News & Views
UM Cinema Faculty, Students Respond to House Bill 1523
I have always told myself that I would never work outside the film industry. As a 12-year-old, I would walk in and out of different theaters until the building was empty. My mind was always filled with questions about everything I had experienced.
Directors introduced me to new ideas in a matter of minutes, and I had to become a part of the process. It took me a while to realize that Mississippi was not Hollywood. I kept telling myself that more projects would find Mississippi. Why would you decorate your sets to imitate my great state? Come to my great state! Recently, hope began to decline rapidly as Governor Bryant signed House Bill 1523. The idea of Mississippi being an open environment to paint new ideas through film had been diminished for me.
Allen Arrivee, head of the Cinema Department at the University of Mississippi, said he believes there should be more home-grown material in the state. This will hopefully lead to a growing community that will allow production to occur in the state.
“This has become a much bigger concern when you realize that people in the film industry – even those who are relatively conservative – understand that film is an art as well as a business,” Arrivee said. “Because of this legislation, Mississippi is a very unfriendly atmosphere even to moderate to conservative business artists.”
For the past two years, I attended the UM Film Festival that is held annually to promote student films. This year, there were seven filmmakers on the stage at the end of the festival discussing their films. One of the filmmakers was a gay director who is taking her talents to New York. Three of the filmmakers also have decided to leave Mississippi because of the absence of opportunities here.

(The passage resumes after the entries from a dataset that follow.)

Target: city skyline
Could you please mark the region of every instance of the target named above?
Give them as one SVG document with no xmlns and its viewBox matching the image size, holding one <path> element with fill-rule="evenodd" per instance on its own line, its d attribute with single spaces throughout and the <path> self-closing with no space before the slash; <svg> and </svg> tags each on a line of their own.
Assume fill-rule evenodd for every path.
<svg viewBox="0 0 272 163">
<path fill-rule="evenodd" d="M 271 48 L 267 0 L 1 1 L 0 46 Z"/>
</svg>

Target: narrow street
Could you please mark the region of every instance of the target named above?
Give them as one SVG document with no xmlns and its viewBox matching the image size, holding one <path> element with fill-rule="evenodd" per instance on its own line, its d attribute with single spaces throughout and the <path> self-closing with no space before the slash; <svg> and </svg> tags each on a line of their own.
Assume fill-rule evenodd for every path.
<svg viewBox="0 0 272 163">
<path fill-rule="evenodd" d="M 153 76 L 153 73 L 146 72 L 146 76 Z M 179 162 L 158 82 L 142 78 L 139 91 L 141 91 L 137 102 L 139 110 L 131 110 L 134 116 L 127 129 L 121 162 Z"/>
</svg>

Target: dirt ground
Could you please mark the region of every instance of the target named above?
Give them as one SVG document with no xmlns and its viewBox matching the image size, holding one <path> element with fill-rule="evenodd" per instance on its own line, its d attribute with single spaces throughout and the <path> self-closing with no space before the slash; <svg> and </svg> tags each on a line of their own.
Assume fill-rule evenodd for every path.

Philip Mercadante, an independent filmmaker at Ole Miss, wants to show people outside of Mississippi that there are normal people here.
“In Mississippi there are filmmakers who want to make films about the LGBT community. We want to express that those people are in Mississippi, but the audience is dwindling due to legislation,” Mercadante said. “There is no encouragement for the LGBT to stay in Mississippi.”
With jobs growing more scarce in Mississippi, I will begin my career within the film industry outside of Mississippi. In the future, I hope the government can overturn legislation so that filmmakers feel more welcome to express their art within my home state.